Guo Lifeng, a migrant working in east China’s Zhejiang Province, did not go back to central Hubei Province this Spring Festival. However, he did not feel lonely as his family created a WeChat group to exchange red envelopes and blessings.

“Tradition is still tradition, but nowadays it has been injected with a new vigor, but the original customs are still there,” Guo said.

On Lunar New Year’s Eve on Wednesday, more than one billion people sent or received red envelopes on WeChat. Alibaba’s Alipay saw 4 billion yuan (about 650 million U.S. dollars) sent on that day alone.

There were around 649 million Chinese Internet users as of December, including 557 million that used their cell phones to connect to the Internet.

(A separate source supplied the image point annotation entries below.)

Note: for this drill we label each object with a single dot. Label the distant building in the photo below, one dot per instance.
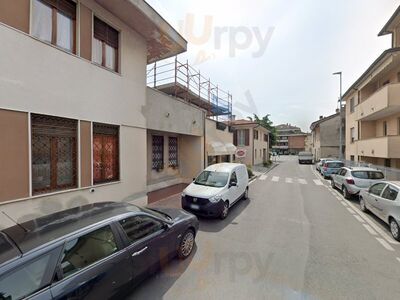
(253, 139)
(325, 136)
(290, 139)
(308, 143)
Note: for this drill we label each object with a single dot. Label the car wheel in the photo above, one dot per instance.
(333, 184)
(346, 193)
(362, 205)
(186, 245)
(246, 194)
(394, 229)
(225, 210)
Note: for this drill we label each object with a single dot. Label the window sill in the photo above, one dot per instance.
(61, 192)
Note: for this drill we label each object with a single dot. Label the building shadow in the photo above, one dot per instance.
(216, 225)
(157, 285)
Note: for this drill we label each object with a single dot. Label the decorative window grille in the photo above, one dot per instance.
(54, 153)
(173, 151)
(105, 153)
(158, 152)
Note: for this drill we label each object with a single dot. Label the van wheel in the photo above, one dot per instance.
(394, 229)
(246, 194)
(362, 205)
(346, 193)
(225, 211)
(186, 245)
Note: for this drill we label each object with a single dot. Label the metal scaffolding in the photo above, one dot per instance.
(183, 81)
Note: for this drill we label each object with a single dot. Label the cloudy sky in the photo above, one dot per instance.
(277, 57)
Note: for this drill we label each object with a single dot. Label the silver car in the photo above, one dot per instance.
(382, 199)
(352, 180)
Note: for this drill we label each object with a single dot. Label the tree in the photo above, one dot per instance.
(268, 124)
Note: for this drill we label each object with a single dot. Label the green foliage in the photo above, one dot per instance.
(268, 124)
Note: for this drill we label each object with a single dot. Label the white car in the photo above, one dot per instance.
(216, 189)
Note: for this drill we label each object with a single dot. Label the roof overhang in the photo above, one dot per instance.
(393, 21)
(383, 61)
(163, 41)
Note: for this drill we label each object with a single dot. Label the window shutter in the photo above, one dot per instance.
(246, 137)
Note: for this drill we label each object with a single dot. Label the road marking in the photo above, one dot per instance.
(351, 211)
(318, 182)
(359, 219)
(385, 244)
(369, 229)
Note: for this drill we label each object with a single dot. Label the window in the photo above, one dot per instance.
(384, 128)
(158, 152)
(88, 249)
(255, 134)
(351, 105)
(139, 227)
(352, 134)
(53, 21)
(377, 189)
(243, 137)
(28, 278)
(105, 45)
(390, 193)
(54, 148)
(173, 152)
(105, 153)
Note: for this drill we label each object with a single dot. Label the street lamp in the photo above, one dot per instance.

The festival has helped cultivate loyalty to certain Internet brands, Hong Tao of Beijing Technology and Business University said.

“Giving and accepting red envelopes is a way of socializing. [With] only a smart phone, people can easily interact with each other,” said Wang Dengfeng from Peking University’s psychology school.

“It is good that this old tradition has been modernized,” said Wan Jianzhong, an expert on folk customs and cultural anthropology at Beijing Normal University, but he warned that people should not be obsessed with the amount inside the red envelopes, instead they should value the goodwill attached to them.

This year the number of SMS’ sent dropped markedly, tens of billions were sent during past Spring Festivals. The reason: SMS have a cost, but prepaid Internet access is free.

 

ONLINE SHOPPING

 

Traditionally, Chinese stock up on holiday essentials in the weeks leading up to Spring Festival, as most businesses will close for at least the first two or three days of the week-long holiday.

In recent years, in e-commerce crazy China, people have shifted from shopping at street fairs to buying from online retailers.

Young people, especially, favor online Spring Festival shopping for its efficiency and convenience.

Meanwhile, certain officials can use this online trend to their advantage — to send their superiors discreet gifts, away from prying eyes.

Gift cards can be exchanged for money through scalpels and, in recent years, these cards have been the focus of the austerity campaign.

Experts, however, have called for rules to be established to regulate online cash flow and other irregularities.